In the U.S., however, Mexoryl did not gain approval until last year and can be found only in LaRoche-Posay's Anthelios SX (www.anthelios.com) and Lancome UV Expert 20 (www.lancome-usa.com). Both products are pricey for sunscreens (about $30 for 3.4 ounces), as opposed to typical drugstore sunscreens that run from $10 to $15 per three to five ounces. While some doctors insist that this ingredient outperforms other sunscreens, others claim that you are just fine using (and reapplying) broad spectrum sun protection.
Another product that recently gained notice in the U.S. is Heliocare, an oral supplement that has been available in Europe for years (www.heliocare.com). Heliocare, derived from a Central American fern that treats both eczema and psoriasis, does not replace topical sunscreen use. However, studies show that using it alongside your regular sunscreens can help prevent long-term sun damage to your skin.

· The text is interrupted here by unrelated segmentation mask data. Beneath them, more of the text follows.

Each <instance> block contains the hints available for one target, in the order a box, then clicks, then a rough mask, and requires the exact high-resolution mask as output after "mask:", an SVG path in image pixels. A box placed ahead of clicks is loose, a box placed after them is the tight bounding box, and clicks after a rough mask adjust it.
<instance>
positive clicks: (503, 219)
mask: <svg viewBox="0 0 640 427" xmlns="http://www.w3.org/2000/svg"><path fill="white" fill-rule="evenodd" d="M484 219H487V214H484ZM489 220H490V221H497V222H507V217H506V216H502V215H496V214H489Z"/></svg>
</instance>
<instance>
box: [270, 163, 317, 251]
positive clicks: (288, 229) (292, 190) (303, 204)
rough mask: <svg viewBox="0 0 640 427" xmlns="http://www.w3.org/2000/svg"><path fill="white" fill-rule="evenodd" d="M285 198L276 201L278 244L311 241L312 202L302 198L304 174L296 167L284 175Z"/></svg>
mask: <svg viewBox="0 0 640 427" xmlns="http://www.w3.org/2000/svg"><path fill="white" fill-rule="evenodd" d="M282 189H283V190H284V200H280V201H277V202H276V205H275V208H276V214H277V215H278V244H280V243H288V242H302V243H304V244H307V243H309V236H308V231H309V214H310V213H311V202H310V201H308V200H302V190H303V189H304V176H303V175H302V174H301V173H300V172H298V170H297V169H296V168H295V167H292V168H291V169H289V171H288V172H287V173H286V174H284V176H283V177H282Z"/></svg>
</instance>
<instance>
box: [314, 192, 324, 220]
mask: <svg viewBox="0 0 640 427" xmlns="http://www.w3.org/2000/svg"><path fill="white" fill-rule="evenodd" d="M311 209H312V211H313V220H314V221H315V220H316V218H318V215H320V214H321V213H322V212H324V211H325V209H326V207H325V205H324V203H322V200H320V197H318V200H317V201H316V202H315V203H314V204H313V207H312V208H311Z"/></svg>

Dr. Victor Neel, who serves as a director of dermatologic surgery at Massachusetts General Hospital, explains that the oral supplement can boost our body's defenses against the UV damage that gets past our sunscreens.
If you'd rather not splurge on your sunscreens, Neutrogena's line of sunscreens now feature a complex called Helioplex, which is earning strong reviews from dermatologists for its photostability. Avobenzone, the active ingredient, usually loses potency after about an hour; in Helioplex products, they remain stable for five. If you happen to take a trip to Canada and want to test out Mexoryl, L'Oreal sells a Canadian Mexoryl brand called Ombrelle, which has a similar price point to drugstore sunscreens.